House Republicans should probably investigate Senate Democrats for the big role they played in the IRS scandal

House Republicans have spent a significant amount of time over the 13-plus months investigating the Internal Revenue Service and disgraced official Lois Lerner over the targeting conservative and Tea Party groups.

But a series of ethics complaints filed by the Center for Competitive Politics earlier this month highlights the involvement of nine Senate Democrats, including Sens. Carl Levin (D-MI) and Chuck Schumer (D-NY), in the IRS scandal, as A. Barton Hinkle explains:

The complaint details several letters Levin wrote to the IRS in which he insisted that “a message needs to be sent” to social-welfare groups “on an urgent basis,” and that the message should make it “crystal clear” they needed to restrict their political activities. Just so the IRS would not misunderstand, he drew attention to two TV advertisements—one by Crossroads GPS and another by Patriot Majority USA.

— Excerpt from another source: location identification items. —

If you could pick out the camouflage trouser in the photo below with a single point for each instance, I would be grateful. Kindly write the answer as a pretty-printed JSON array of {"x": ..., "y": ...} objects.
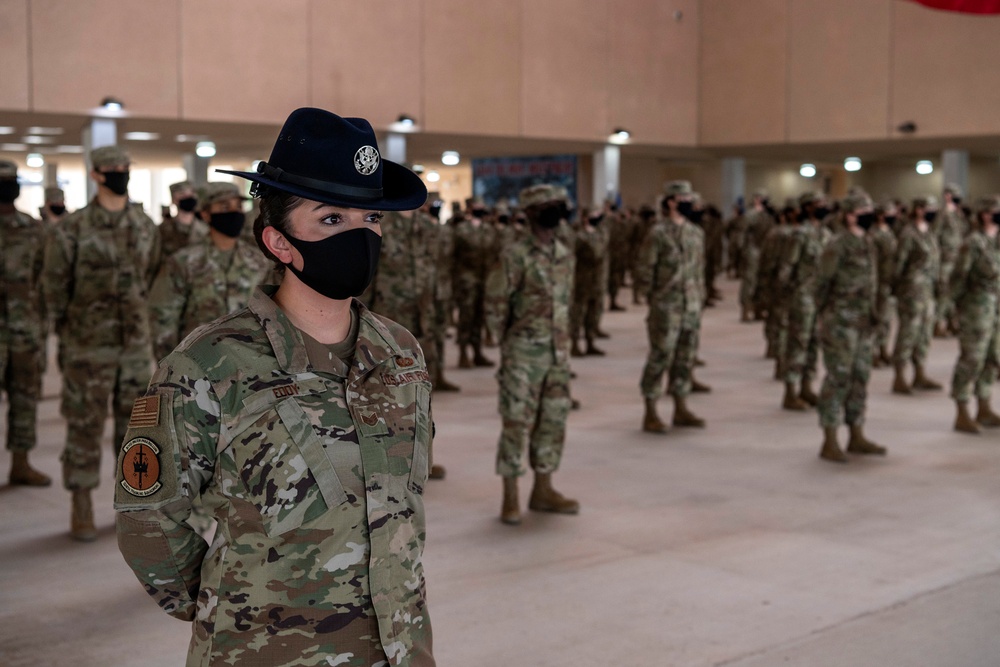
[
  {"x": 916, "y": 322},
  {"x": 673, "y": 346},
  {"x": 534, "y": 404},
  {"x": 469, "y": 299},
  {"x": 978, "y": 359},
  {"x": 847, "y": 355},
  {"x": 884, "y": 305},
  {"x": 90, "y": 378},
  {"x": 21, "y": 375},
  {"x": 801, "y": 345},
  {"x": 748, "y": 282}
]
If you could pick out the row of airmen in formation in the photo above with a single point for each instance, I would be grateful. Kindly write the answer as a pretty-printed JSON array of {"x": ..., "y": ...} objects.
[{"x": 117, "y": 288}]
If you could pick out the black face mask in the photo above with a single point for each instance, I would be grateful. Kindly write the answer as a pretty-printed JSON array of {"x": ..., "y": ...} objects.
[
  {"x": 116, "y": 181},
  {"x": 187, "y": 204},
  {"x": 9, "y": 191},
  {"x": 549, "y": 217},
  {"x": 340, "y": 266},
  {"x": 229, "y": 223}
]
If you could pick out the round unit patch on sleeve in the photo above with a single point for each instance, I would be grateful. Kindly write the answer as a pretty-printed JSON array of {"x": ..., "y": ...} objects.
[{"x": 141, "y": 467}]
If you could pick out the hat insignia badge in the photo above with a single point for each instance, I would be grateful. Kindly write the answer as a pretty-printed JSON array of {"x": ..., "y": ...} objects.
[{"x": 366, "y": 160}]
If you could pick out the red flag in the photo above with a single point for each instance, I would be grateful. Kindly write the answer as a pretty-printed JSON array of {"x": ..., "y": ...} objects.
[{"x": 964, "y": 6}]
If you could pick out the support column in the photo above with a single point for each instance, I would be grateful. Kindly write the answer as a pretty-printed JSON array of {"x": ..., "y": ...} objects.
[
  {"x": 607, "y": 174},
  {"x": 956, "y": 169},
  {"x": 100, "y": 132},
  {"x": 394, "y": 149},
  {"x": 734, "y": 180},
  {"x": 196, "y": 168}
]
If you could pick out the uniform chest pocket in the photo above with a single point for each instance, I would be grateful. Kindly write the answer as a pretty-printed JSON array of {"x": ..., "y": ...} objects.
[{"x": 285, "y": 470}]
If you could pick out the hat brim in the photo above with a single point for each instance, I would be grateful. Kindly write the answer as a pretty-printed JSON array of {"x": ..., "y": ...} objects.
[{"x": 402, "y": 190}]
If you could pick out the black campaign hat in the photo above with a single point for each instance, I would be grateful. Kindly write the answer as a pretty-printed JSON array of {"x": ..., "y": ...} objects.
[{"x": 320, "y": 156}]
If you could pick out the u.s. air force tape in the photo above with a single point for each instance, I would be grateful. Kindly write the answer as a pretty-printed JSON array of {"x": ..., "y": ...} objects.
[{"x": 140, "y": 467}]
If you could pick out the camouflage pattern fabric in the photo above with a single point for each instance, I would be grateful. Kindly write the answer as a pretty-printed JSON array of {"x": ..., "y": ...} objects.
[
  {"x": 473, "y": 246},
  {"x": 22, "y": 325},
  {"x": 528, "y": 297},
  {"x": 315, "y": 472},
  {"x": 884, "y": 241},
  {"x": 975, "y": 285},
  {"x": 589, "y": 280},
  {"x": 175, "y": 235},
  {"x": 98, "y": 267},
  {"x": 915, "y": 278},
  {"x": 797, "y": 277},
  {"x": 672, "y": 265},
  {"x": 758, "y": 224},
  {"x": 198, "y": 284},
  {"x": 845, "y": 299}
]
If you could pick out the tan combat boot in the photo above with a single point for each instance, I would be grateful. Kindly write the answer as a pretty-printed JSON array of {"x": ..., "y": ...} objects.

Unsatisfied by the IRS response, Levin continued to press the agency to give such groups—which are organized under Section 501(c)4) of the tax code—”a choice: either lose their exempt status (and pay taxes) or eliminate the partisan political activity.” He followed that up with a demand to see confidential information about Crossroads GOP, Priorities USA, Americans for Prosperity, and Patriot Majority USA. Informed that “the IRS cannot legally disclose” what he wanted, he tried again—and again. As the ethics complaint notes, “IRS Acting Commissioner Steven Miller acknowledged in an interview that Senator Levin’s effort did, in fact, have an effect on the IRS’ internal proceedings.”

Durbin not only demanded that the IRS investigate groups he didn’t care for—he boasted about it in news releases that drew the attention of the media. No wonder: Durbin made the demand a month before the fall congressional elections. Subtle!

Schumer, Franken, and Co. also wrote to the IRS, wondering—purely out of idle curiosity, you understand—whether the agency “is investigating or intends to investigate” whether certain groups might be engaging in—gasp!—”campaign activity.” Which groups? Oh, “Elections operations such as Mr. (Karl) Rove’s.” They followed that up a month later with a request that the IRS change the rules governing social-welfare nonprofits.

Of course, Senate Democrats aren’t even hiding their contempt for free speech anymore. They’re openly pushing a constitutional amendment that would repeal part of the First Amendment and allow Congress to regulate political speech.

The IRS’s role in the targeting of conservative and Tea Party groups is entirely worth of investigation and prosecution, if indeed federal laws were broken, and there’s 1.1 million reasons to believe that they were. But the heavy emphasis that House Republicans have placed on the IRS misses who was motivating the agency to go after these groups.

The hope that House Republicans could implicate the White House in the scandal may have been pushing them to focus so much on the IRS. But the encouragement and prodding the agency received from Senate Democrats is big and bad enough on its own to show that there were political motivations behind what the IRS was doing.